Re: Holloway/Morgan ...the BAH....

Ralph L Holloway (rlh2@columbia.edu)
Wed, 2 Aug 1995 10:50:22 -0400

On 31 Jul 1995, HARRY R. ERWIN wrote:

> Karl Pribram holds that for learning to be possible, there must be
> neuronal death. BTW, the new evidence is that learning occurs at the
> individual dendritic spine, not at the level of the neuron. The
> interesting question is how a neuron can maintain a heterogeneously
> activated collection of synapses/dendritic spines. Jim Olds conjectures it
> has to do with the polyribosomes that have been found associated with the
> spine bases. Since it involves membrane biochemistry, I wouldn't be
> surprised if it turns out to be convoluted.
>
Somewhere there are some calculations regarding how many synaptic
connections there might be on a cortical neuron (visual cortex?) and the
number was somewhere in the order of about 10,000, which if true would
mean that modification at the individual dendritic spine in one neuron
cannot be a neuron-alone phenomena, but must also include some
complicated relationship with the surrounding glia. I am here well out of
my depth, but I recall over the past 30 years several attempts being made
to show glial-glial electrophysiological exchange as well as between
neurons and glia, i.e., that the relationship was more than purely one of
biochemical sustenance.
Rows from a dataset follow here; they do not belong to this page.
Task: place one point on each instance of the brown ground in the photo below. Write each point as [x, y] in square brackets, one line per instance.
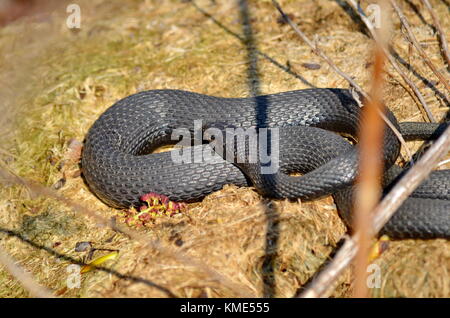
[55, 82]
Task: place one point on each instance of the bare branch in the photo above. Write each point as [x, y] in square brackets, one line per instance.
[25, 279]
[382, 213]
[392, 60]
[416, 44]
[437, 24]
[319, 52]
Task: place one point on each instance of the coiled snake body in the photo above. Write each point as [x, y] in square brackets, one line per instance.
[119, 168]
I would be grateful to Harry if he could bring us
up to date on this.
So, with neuron death (i.e. one neuron, say in the visual cortex)
some 10,000 synaptic connections would be lost with what must be
extremely minor functional consequences, underlining the high redundancy
necessary to a holographic model ( I assume Karl still holds to that
model ?). Of course, not all neurons are equal, functionally, and perhaps
the loss of neurons in a gating structure, or one associated with fine
tuning (e.g., striatum, cerebellum) will lead to more "serious"
functional consequences over time. It would be useful to have a refresher
"course" regarding the role of plasticity in dendritic arborization as
seen these days with regard to both selective cell death and neuritic
growth. Our static model of so many neurons-so many connections-and
inevitable loss of neurons through aging surely needs updating.
There was an interesting piece in Tuesday's NY Times Science Section
regarding some MRI work done on people with severe emotion trauma in
which it appears that these episodes can actually damage the nervous
system (e.g., the hippocampus) and reduce the volume
up to 25 % or more, results that seem to imply the action of cortisol in
the brain. Here is another area in which we know just about nothing
regarding individual variation and these processes.